Mapping Congressional Cosponsorship Over Time
A recently developed interest of mine has been visualizing and studying social networks. At first, I looked to revisit the Instagram API I used in the past to study follower/following relationships amongst verified accounts (who doesn't want to know if Taylor Swift is really the most central celebrity ever?). Unfortunately, Instagram has now closed off their API, so we found a more timely dataset to analyze - sponsorships and cosponsorships in legislation.
This article mainly introduces the dataset, visualizes the networks over time, and does some preliminary analysis. Much deeper analysis will follow in the future.
The Data
The data is all available through the GovTrack API, which tracks all legislation that goes through the House and Congress. All code for this article is found on Github and interactive visualizations can be found on Plotly, a visualization tool that can layer interactiveness onto regular matplotlib graphs.
I tracked sponsorships and cosponsorships in House and Senate bills from Congress #100 (1987-89) to Congress #114 so far (2015-17) for bills and joint resolutions. I disregarded approval status because we simply want to study the social dynamics of which legislators support one another, regardless of the outcome of the bill. We do not include simple resolutions, which do not have the force of law.
Visualizing Networks
All networks are constructed as directed graphs. Nodes represent congresspeople who have sponsored legislation, and edges lead into these nodes from other nodes who cosponsor, or support, their legislation.

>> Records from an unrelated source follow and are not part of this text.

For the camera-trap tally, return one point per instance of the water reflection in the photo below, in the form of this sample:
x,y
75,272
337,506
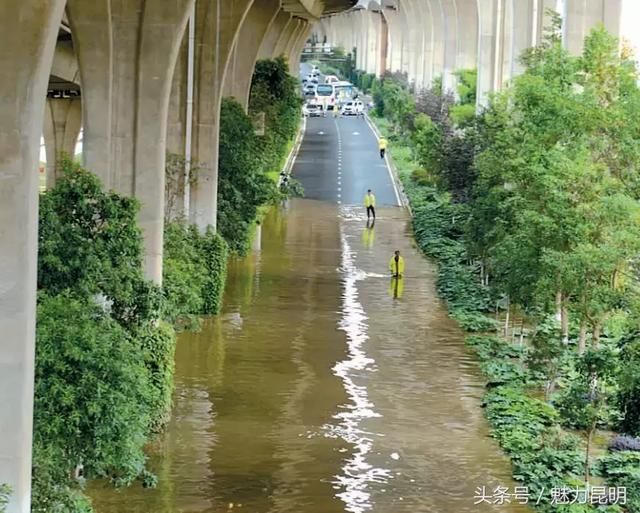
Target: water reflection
x,y
357,473
316,391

Edge weights are assigned by the number of times a cosponsor has sponsored a particular congressperson, so more cosponsorships from Person B to Person A will result in a greater edge weight between B and A. Node weights are assigned by total number of cosponsorships that person has, or the weighted in-degree of that node, so the more cosponsorships from any person to Person A will result in a greater node weight for person A. In the Senate, a bill may have multiple sponsors whereas in the House, that is not the case. Thus, most of our analysis following will be comparing cosponsorships as a more direct basis of comparison.

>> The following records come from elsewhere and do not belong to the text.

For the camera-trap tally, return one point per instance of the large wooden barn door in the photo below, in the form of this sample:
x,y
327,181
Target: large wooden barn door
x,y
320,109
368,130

All node positions are visualized using force-directed drawing algorithms, which display pairs of nodes with greater edge weights closer together and those with lesser edge weights further apart. Nodes closer together represent more weight, or cosponsorships, between these nodes. Most of these graphs show a cluster of nodes in the center that are close together, meaning they have many cosponsorships with many of the other nodes in the center. The most recent Congress (#114) is shown directly below; historical congresses are in links following.
We also look at average eigenvector and in-degree centralities over time for the top 50 senators and representatives. These averages are based on the number of terms they served.
In-degree centrality of a node is proportional to the in-degrees to that node, which measures the effectiveness of a congressperson in attracting cosponsors. Eigenvector centrality also depends on the degree of connections, but additionally counts the centrality of those connections: $C_{E}(v_{i}) = \frac{1}{\lambda}\sum_{j \neq i}(A_{j,i}C_{E}(v_{i}))$, where $A$ is the square adjacency matrix of the network and $\lambda$ is some constant. If we write $C_{E}(v)$ as a vector of the eigenvector centralities of all nodes, then we can say $\lambda$ times this vector equals $A^{T}C_{E}(v)$, so $\lambda$ is the eigenvalue and $C_{E}(v)$ is the eigenvector. In this context, the most central senators and representatives are those connected to influential senators and representatives.
Senate
House
Modularity
Next, we look at divisiveness of the House and Senate over time by mapping modularity over time. Modularity is a metric that essentially sums up for all node pairs, the difference between the actual and expected number of edges between them. High modularity indicates that edge connections are not random. Instead, there are dense connections amongst some nodes, and sparse connections to other densely connected nodes. First, we look at the modularity given a partition along political party lines:
We can see that modularity in the House of Representatives is typically higher than in the Senate, a conclusion supported by Y. Zhang, 2009. This may be explained by the intuition that House elections are smaller and more local than statewide Senate elections, and thus have a higher likelihood of electing more partisan people. We can see modularity rise dramatically during the 112th Congress for both the Senate and the House, a period that has been deemed "the least productive since the Civil War" due to extreme polarity. This period was after the 2010 midterm elections, in which more partisan congresspeople were elected into Congress and Republicans took both houses. This polarity was compounded by the fact that Obamacare was signed in March 2010 before these midterm elections.
Next, we look at the clusters that the Louvain method identifies in these Congresses over time and compare them to the actual split along party lines. This network cluster detection methoditeratively maximizes the modularity measure (measure of divisiveness):
High error periods generally correspond to periods when party-modularity is not high, as expected.
What's Next?
After we've introduced our data and did some basic visualizations and analyses, there is a lot left to explore. Possible next steps, as time allows, include:
1) Panel-regressing centrality measures on senator or representative characteristics over time. Are women less central? Are older people more or less central? Does being from a certain state automatically make you more or less central?
2) Reciprocity. Are some pairs always voting for each other?
3) Predicting cosponsorship edges based on the characteristics of the sponsor, or even the content of the bill.